One device used to deliver the sumatriptan, frovatriptan, or naratriptan containing aerosol is described in reference to
Devices, if desired, contain a variety of components to facilitate the delivery of sumatriptan, frovatriptan, or naratriptan containing aerosols. For instance, the device may include any component known in the art to control the timing of drug aerosolization relative to inhalation (e.g., breath-actuation), to provide feedback to patients on the rate and/or volume of inhalation, to prevent excessive use (i.e., “lock-out” feature), to prevent use by unauthorized individuals, and/or to record dosing histories.
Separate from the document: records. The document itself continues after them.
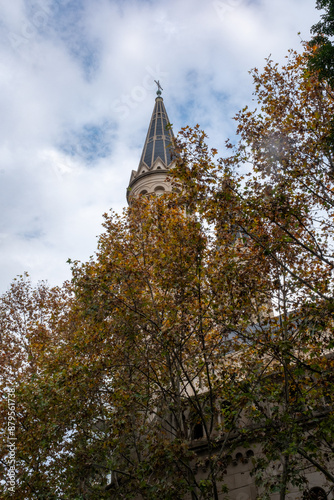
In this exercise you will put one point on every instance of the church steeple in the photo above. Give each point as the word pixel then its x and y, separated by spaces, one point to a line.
pixel 156 157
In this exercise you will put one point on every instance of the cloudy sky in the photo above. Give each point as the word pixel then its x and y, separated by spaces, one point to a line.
pixel 77 93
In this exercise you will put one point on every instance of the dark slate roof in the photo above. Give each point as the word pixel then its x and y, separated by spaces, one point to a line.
pixel 159 137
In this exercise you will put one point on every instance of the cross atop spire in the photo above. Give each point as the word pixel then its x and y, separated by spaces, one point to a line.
pixel 159 88
pixel 156 158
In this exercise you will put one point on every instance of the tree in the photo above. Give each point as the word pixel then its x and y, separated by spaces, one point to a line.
pixel 322 58
pixel 283 209
pixel 202 324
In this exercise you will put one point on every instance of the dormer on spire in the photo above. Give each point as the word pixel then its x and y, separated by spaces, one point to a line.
pixel 156 158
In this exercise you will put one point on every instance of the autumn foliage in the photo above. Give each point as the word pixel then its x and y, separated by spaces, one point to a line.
pixel 203 323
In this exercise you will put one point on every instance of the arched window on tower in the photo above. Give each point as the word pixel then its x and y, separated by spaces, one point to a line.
pixel 159 190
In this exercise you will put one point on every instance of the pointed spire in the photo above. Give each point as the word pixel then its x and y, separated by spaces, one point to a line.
pixel 159 137
pixel 156 157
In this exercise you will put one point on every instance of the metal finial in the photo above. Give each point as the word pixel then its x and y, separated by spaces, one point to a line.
pixel 159 88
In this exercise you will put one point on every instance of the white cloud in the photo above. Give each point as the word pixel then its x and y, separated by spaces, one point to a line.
pixel 77 94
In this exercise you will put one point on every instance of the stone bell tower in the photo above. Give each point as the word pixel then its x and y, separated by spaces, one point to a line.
pixel 156 158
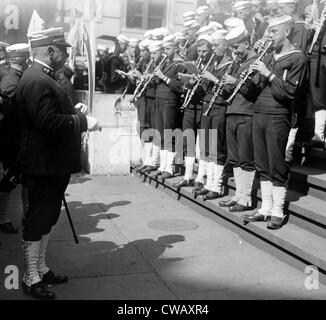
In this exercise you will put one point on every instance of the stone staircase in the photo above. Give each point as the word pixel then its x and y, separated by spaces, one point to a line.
pixel 302 241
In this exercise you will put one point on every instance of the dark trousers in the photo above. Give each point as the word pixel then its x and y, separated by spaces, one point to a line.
pixel 212 136
pixel 270 136
pixel 45 194
pixel 240 147
pixel 165 122
pixel 146 114
pixel 190 125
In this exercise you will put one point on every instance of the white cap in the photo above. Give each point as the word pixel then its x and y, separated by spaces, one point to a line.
pixel 287 1
pixel 18 50
pixel 277 20
pixel 189 15
pixel 256 2
pixel 122 38
pixel 219 35
pixel 236 35
pixel 233 22
pixel 148 34
pixel 206 37
pixel 191 24
pixel 240 5
pixel 101 46
pixel 203 10
pixel 215 25
pixel 155 46
pixel 180 36
pixel 144 43
pixel 271 3
pixel 168 40
pixel 133 41
pixel 4 44
pixel 205 30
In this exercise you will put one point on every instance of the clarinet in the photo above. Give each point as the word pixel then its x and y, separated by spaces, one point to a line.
pixel 248 74
pixel 318 30
pixel 140 84
pixel 192 92
pixel 219 88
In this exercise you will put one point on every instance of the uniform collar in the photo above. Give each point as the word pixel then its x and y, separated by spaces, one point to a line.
pixel 17 71
pixel 44 67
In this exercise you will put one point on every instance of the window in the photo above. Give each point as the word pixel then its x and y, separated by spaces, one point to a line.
pixel 145 14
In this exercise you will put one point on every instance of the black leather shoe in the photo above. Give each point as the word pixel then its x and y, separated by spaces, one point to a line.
pixel 275 223
pixel 201 192
pixel 140 168
pixel 238 208
pixel 155 175
pixel 184 183
pixel 148 169
pixel 227 203
pixel 255 217
pixel 8 228
pixel 212 196
pixel 166 175
pixel 51 278
pixel 198 186
pixel 38 290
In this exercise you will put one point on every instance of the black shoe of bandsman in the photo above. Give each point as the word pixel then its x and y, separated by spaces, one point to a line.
pixel 227 203
pixel 275 223
pixel 211 195
pixel 38 290
pixel 51 278
pixel 166 175
pixel 184 183
pixel 239 208
pixel 255 217
pixel 155 175
pixel 148 169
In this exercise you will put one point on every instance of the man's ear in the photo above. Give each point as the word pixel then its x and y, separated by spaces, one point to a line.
pixel 50 51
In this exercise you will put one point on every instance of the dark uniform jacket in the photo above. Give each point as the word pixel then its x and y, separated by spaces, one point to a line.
pixel 218 70
pixel 9 128
pixel 278 96
pixel 51 128
pixel 173 89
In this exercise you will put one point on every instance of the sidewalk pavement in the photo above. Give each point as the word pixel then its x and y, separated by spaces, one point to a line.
pixel 138 243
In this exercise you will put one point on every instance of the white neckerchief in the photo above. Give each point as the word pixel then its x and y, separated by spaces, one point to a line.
pixel 42 63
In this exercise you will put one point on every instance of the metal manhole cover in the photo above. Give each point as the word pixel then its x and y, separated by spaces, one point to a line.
pixel 173 225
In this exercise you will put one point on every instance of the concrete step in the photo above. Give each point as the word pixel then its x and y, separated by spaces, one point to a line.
pixel 309 180
pixel 292 243
pixel 304 211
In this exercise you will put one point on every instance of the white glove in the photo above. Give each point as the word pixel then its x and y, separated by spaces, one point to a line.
pixel 83 108
pixel 92 124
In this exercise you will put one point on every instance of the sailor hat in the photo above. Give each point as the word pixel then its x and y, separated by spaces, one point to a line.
pixel 287 1
pixel 237 35
pixel 233 22
pixel 240 5
pixel 219 35
pixel 155 46
pixel 18 50
pixel 205 30
pixel 122 38
pixel 191 24
pixel 144 43
pixel 277 20
pixel 3 44
pixel 205 37
pixel 189 15
pixel 169 40
pixel 48 37
pixel 133 41
pixel 202 10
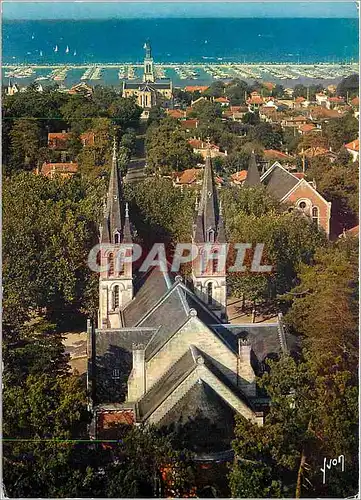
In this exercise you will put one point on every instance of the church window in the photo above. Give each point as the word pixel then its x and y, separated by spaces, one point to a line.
pixel 302 205
pixel 116 297
pixel 211 236
pixel 215 261
pixel 315 215
pixel 111 264
pixel 209 293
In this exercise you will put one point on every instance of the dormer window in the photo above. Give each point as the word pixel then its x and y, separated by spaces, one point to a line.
pixel 210 235
pixel 117 237
pixel 111 264
pixel 315 215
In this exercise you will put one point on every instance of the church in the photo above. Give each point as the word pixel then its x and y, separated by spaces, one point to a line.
pixel 163 351
pixel 150 92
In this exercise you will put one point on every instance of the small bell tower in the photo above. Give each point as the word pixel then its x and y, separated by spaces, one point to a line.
pixel 116 281
pixel 148 75
pixel 209 267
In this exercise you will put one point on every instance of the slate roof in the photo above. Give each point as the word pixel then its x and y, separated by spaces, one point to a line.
pixel 166 384
pixel 164 84
pixel 105 340
pixel 208 216
pixel 267 339
pixel 278 181
pixel 151 287
pixel 174 377
pixel 113 217
pixel 253 177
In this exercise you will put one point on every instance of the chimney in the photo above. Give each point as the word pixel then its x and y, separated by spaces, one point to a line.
pixel 246 375
pixel 136 381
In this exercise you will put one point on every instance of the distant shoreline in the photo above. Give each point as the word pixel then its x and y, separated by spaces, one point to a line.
pixel 173 64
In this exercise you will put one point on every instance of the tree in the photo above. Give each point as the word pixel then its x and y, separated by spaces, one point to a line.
pixel 270 136
pixel 341 130
pixel 25 142
pixel 44 263
pixel 167 148
pixel 206 111
pixel 253 216
pixel 156 114
pixel 162 212
pixel 236 91
pixel 300 90
pixel 125 112
pixel 251 118
pixel 349 85
pixel 216 89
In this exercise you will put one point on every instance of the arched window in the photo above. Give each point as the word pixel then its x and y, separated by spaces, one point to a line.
pixel 215 261
pixel 209 293
pixel 116 297
pixel 315 215
pixel 210 235
pixel 111 264
pixel 302 205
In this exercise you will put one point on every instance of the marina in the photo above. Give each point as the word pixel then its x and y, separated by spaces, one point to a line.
pixel 181 74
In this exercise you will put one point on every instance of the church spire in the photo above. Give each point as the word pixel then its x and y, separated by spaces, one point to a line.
pixel 253 178
pixel 113 214
pixel 208 209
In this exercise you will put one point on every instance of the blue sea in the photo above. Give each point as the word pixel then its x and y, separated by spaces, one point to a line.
pixel 180 40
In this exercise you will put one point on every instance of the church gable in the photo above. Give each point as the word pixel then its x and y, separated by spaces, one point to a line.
pixel 193 332
pixel 190 369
Dosage of Sumatriptan, Frovatriptan, or Naratriptan Containing Aerosols
Sumatriptan, frovatriptan, and naratriptan are given at strengths of 25 mg, 2.5 mg, and 1 mg respectively for the treatment of migraine headaches. As aerosols, 5 mg to 40 mg of sumatriptan, 0.5 mg to 4 mg of frovatriptan, and 0.2 mg to 2 mg naratriptan are generally provided for the same indication. A typical dosage of a sumatriptan, frovatriptan, or naratriptan aerosol is either administered as a single inhalation or as a series of inhalations taken within an hour or less (dosage equals sum of inhaled amounts). Where the drug is administered as a series of inhalations, a different amount may be delivered in each inhalation. The dosage amount of sumatriptan, frovatriptan, or naratriptan in aerosol form is generally no greater than twice the standard dose of the drug given orally.
One can determine the appropriate dose of sumatriptan, frovatriptan, or naratriptan containing aerosols to treat a particular condition using methods such as animal experiments and a dose-finding (Phase I/II) clinical trial. One animal experiment involves measuring plasma concentrations of drug in an animal after its exposure to the aerosol. Mammals such as dogs or primates are typically used in such studies, since their respiratory systems are similar to that of a human. Initial dose levels for testing in humans is generally less than or equal to the dose in the mammal model that resulted in plasma drug levels associated with a therapeutic effect in humans. Dose escalation in humans is then performed, until either an optimal therapeutic response is obtained or a dose-limiting toxicity is encountered.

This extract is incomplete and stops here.